I’m experiencing unexpected behavior with input_audio_transcription in the Live API (gemini-live-2.5-flash-preview, I also tried gemini-2.5-flash-preview-native-audio-dialog). When a user speaks for extended periods (say >15 seconds), the input_transcription stream stops sending chunks after approximately 100 chunks, even though:
1. Audio is still being captured and sent to the Live API
2. The AI continues to process all audio correctly - when I ask the AI about
content spoken after transcription stopped, it recalls everything accurately
3. Only the transcription stream stops - not the underlying audio processing. Since the input transcript stops, it feels like a delay before AI responses.

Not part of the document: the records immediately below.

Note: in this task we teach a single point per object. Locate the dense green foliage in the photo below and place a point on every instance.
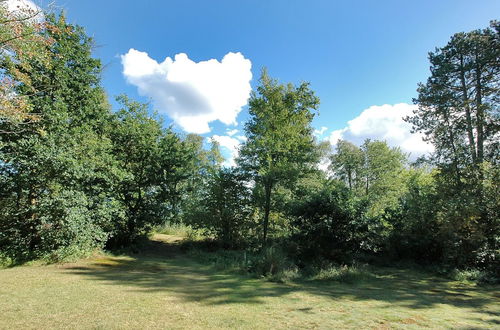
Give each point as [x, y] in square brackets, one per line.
[83, 176]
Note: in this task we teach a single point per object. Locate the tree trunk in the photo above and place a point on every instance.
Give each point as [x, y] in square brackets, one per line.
[480, 114]
[268, 186]
[465, 96]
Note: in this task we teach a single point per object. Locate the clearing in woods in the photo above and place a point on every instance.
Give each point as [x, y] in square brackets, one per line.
[162, 287]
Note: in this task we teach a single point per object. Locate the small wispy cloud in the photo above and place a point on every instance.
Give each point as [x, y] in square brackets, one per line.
[384, 122]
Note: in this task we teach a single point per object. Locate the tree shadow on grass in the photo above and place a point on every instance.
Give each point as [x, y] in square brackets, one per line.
[164, 267]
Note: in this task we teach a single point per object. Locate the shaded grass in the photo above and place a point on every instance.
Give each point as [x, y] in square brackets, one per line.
[162, 287]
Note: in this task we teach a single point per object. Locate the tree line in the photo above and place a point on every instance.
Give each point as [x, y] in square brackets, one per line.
[77, 175]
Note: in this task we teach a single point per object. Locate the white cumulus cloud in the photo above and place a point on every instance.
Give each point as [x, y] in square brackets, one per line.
[192, 93]
[384, 122]
[321, 131]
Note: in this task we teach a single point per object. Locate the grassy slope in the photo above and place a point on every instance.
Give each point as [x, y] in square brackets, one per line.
[161, 288]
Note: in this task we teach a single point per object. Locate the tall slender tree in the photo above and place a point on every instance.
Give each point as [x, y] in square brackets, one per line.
[280, 141]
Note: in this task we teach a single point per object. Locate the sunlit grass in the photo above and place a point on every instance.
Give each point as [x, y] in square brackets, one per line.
[165, 288]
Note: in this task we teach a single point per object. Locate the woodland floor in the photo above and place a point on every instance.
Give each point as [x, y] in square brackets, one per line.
[163, 287]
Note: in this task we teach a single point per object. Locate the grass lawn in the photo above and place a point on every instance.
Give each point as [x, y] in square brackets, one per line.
[164, 288]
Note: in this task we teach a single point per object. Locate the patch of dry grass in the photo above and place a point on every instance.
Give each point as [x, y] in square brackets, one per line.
[164, 288]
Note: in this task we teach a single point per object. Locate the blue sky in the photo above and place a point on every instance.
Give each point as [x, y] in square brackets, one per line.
[357, 55]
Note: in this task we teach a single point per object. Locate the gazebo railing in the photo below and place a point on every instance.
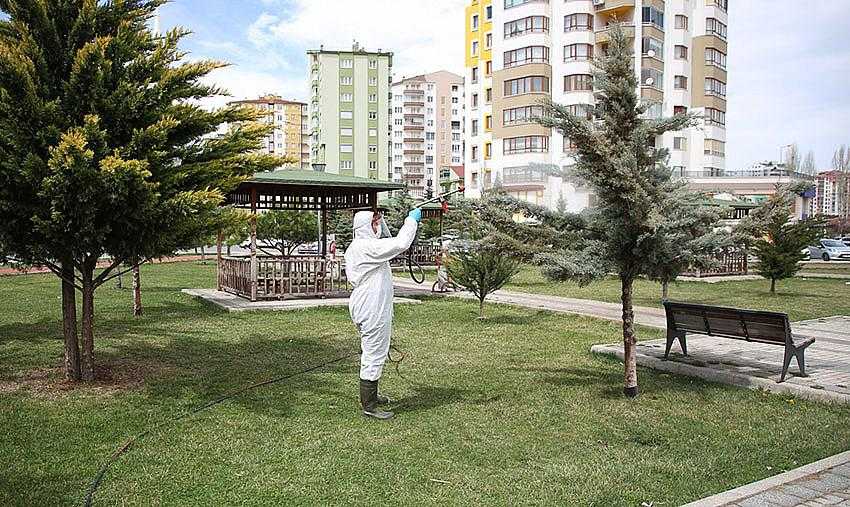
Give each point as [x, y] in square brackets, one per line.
[424, 254]
[284, 277]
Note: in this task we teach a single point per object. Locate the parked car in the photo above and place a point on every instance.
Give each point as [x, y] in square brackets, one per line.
[830, 249]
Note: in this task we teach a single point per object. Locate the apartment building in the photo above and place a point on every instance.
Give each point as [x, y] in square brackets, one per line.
[350, 111]
[290, 137]
[519, 52]
[832, 194]
[427, 131]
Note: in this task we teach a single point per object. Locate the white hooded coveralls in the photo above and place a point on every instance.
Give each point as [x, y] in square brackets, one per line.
[367, 266]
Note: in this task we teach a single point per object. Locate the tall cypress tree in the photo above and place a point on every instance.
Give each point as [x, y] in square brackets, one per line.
[104, 150]
[617, 159]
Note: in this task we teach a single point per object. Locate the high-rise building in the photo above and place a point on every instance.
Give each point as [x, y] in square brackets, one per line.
[427, 131]
[832, 191]
[519, 52]
[350, 111]
[290, 137]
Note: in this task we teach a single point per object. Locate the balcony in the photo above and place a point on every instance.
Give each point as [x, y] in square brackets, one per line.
[603, 35]
[613, 6]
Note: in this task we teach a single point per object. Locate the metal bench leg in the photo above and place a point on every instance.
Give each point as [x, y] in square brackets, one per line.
[789, 353]
[801, 361]
[671, 337]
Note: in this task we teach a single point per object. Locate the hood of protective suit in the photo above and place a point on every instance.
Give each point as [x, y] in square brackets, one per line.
[363, 225]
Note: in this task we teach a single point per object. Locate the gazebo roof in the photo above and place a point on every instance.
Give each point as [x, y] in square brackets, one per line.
[297, 189]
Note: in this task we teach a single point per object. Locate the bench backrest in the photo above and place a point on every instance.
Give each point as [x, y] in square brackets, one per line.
[751, 325]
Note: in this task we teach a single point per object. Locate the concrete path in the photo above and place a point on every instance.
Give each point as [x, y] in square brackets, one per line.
[824, 482]
[233, 303]
[653, 317]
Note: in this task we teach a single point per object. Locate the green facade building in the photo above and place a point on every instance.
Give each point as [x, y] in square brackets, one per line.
[350, 111]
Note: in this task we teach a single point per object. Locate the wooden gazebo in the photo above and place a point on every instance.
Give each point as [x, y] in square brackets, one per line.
[264, 278]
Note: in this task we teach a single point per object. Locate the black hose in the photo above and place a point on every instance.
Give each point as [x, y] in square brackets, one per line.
[129, 443]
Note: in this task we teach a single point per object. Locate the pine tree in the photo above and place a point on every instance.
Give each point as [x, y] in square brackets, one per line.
[616, 158]
[104, 149]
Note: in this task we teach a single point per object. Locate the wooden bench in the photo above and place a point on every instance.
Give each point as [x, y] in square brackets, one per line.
[750, 325]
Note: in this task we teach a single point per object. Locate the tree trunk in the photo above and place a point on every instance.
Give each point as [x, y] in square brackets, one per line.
[137, 292]
[629, 339]
[69, 323]
[88, 321]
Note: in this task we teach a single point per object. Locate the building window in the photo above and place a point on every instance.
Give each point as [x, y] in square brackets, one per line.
[523, 85]
[653, 16]
[715, 87]
[521, 115]
[715, 27]
[715, 57]
[576, 52]
[515, 3]
[578, 82]
[526, 144]
[715, 117]
[578, 22]
[715, 148]
[653, 47]
[531, 24]
[651, 77]
[581, 110]
[530, 54]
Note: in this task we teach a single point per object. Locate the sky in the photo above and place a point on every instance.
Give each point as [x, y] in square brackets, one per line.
[788, 63]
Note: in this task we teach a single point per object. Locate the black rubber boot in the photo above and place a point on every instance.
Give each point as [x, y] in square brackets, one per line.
[369, 400]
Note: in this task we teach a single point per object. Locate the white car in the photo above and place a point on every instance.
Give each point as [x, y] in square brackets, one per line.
[830, 250]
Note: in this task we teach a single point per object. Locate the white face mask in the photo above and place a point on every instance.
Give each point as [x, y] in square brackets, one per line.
[384, 230]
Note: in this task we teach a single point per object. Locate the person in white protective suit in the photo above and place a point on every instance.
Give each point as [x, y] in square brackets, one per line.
[367, 266]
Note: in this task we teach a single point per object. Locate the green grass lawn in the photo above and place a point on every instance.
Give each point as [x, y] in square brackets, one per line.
[513, 410]
[800, 298]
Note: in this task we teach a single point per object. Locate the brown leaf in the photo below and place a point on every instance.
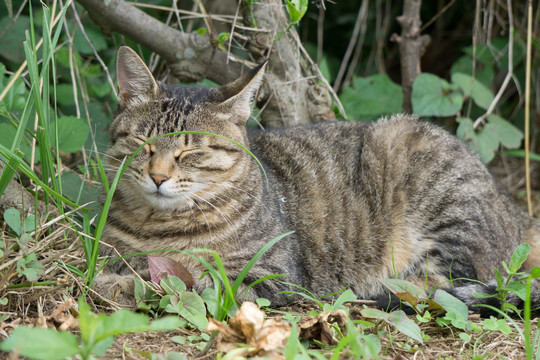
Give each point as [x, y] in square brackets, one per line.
[159, 266]
[248, 326]
[248, 320]
[60, 319]
[319, 328]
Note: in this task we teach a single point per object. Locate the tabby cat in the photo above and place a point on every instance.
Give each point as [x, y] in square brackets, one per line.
[366, 201]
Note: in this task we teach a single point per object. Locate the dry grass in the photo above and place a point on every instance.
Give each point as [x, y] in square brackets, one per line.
[57, 245]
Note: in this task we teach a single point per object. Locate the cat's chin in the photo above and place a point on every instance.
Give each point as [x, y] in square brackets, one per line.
[164, 202]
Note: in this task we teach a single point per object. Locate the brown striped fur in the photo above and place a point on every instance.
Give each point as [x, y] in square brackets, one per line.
[397, 197]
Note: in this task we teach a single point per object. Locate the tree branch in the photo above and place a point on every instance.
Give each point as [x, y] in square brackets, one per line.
[411, 47]
[191, 56]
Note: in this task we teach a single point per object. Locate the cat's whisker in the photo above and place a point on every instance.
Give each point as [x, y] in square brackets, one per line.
[227, 220]
[204, 215]
[225, 201]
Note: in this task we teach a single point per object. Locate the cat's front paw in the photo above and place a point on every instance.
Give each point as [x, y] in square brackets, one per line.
[117, 288]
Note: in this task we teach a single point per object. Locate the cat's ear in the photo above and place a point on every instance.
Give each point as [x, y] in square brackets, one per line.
[238, 95]
[135, 81]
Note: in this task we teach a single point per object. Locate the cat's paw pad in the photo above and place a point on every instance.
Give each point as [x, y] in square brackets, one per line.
[117, 288]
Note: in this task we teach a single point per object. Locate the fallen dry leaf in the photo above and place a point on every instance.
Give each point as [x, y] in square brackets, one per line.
[319, 328]
[159, 266]
[248, 326]
[60, 319]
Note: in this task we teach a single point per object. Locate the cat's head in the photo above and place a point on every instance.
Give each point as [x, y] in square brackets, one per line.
[173, 172]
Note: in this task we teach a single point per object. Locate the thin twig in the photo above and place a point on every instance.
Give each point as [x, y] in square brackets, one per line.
[528, 106]
[350, 48]
[433, 19]
[508, 77]
[103, 66]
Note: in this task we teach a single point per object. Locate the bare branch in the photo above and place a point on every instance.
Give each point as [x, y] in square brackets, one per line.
[191, 57]
[411, 47]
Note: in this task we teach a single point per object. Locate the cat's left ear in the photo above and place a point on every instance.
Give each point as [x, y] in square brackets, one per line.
[238, 95]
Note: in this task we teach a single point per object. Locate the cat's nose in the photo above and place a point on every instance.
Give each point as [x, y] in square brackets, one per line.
[159, 178]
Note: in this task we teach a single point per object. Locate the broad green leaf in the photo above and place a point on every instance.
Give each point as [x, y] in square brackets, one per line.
[405, 325]
[172, 285]
[260, 302]
[451, 304]
[519, 256]
[507, 134]
[194, 310]
[374, 313]
[405, 290]
[30, 267]
[13, 218]
[479, 295]
[517, 288]
[39, 343]
[370, 97]
[166, 323]
[471, 87]
[483, 73]
[484, 143]
[72, 133]
[8, 133]
[535, 272]
[433, 96]
[297, 9]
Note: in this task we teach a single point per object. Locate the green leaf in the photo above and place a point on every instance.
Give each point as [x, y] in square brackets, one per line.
[172, 285]
[506, 133]
[374, 313]
[483, 143]
[347, 296]
[260, 302]
[471, 87]
[11, 41]
[405, 290]
[405, 325]
[30, 267]
[194, 310]
[167, 323]
[484, 74]
[39, 343]
[96, 37]
[519, 256]
[517, 288]
[494, 324]
[535, 272]
[13, 218]
[72, 133]
[433, 96]
[451, 304]
[297, 9]
[370, 97]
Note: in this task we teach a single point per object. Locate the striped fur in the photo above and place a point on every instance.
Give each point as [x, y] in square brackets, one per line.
[397, 197]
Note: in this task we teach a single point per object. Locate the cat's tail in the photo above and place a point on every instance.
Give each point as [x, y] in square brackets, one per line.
[476, 304]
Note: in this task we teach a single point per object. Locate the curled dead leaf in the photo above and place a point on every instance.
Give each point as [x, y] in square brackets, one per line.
[319, 328]
[60, 319]
[248, 326]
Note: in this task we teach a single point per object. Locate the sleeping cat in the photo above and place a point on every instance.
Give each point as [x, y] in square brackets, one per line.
[394, 198]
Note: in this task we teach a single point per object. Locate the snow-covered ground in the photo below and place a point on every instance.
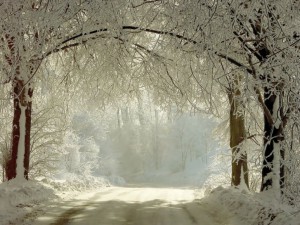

The output transcription works perfectly.
Observed Behavior:
-
Transcription chunks flow normally for first ~100 chunks (~10 seconds)
-
Then response.server_content.input_transcription stops appearing in responses
-
Audio continues to be processed (proven by AI’s accurate responses)
-
After user finishes speaking, AI responds correctly using ALL spoken content
Environment
-
Model: gemini-live-2.5-flash-preview. I also tried gemini-2.5-flash-preview-native-audio-dialog. Similar thing happened.
-
Audio Format: PCM 16-bit, 16kHz mono
-
Audio Chunk Size: ~5KB per WebSocket send (buffered from 8x 1024-sample chunks)
Code Sample
Configuration:
config = {
"response_modalities": \["AUDIO"\],
"system_instruction": base_prompt, # \~200 lines
"output_audio_transcription": {},
"input_audio_transcription": {},
}
async with client.aio.live.connect(model=“gemini-live-2.5-flash-preview”,
config=config) as session:
\# ... audio input/output handlers
Audio Output Handler (receives responses from AI):
async def handle_audio_output():
while session_active:
turn = session.receive()
async for response in turn:
\# AI's audio output - works fine
if response.data:
await websocket.send(audio_data)
\# AI's transcription - works fine
if response.server_content and
response.server_content.output_transcription:
ai_text = response.server_content.output_transcription.text
logger.info(f"\[AI\] {ai_text}")
\# USER's transcription - STOPS after \~100 chunks
if response.server_content and
response.server_content.input_transcription:
user_text = response.server_content.input_transcription.text
transcription_chunk_count += 1
logger.info(f"\[USER\] Chunk #{transcription_chunk_count}:
{user_text}")
\# Stops logging after chunk \~100, but audio keeps flowing
Observed Log Pattern:
[USER] Chunk #1: " A"
[USER] Chunk #2: " use"
[USER] Chunk #3: " Go"
…
[USER] Chunk #98: " of"
[USER] Chunk #99: " fun"
[USER] Chunk #100: " for"
[USER] Chunk #101: " us"
# … then nothing, even though user continues speaking for 20+ more seconds
# AI responds accurately to ALL content including post-chunk-100 speech
I wonder if this is an expected behavior of Live API or I am doing something wrong in my code. It feels to me there’s a magic knob somewhere that can fix this issue with a simple turn. Any suggestions / helps are greatly appreciated.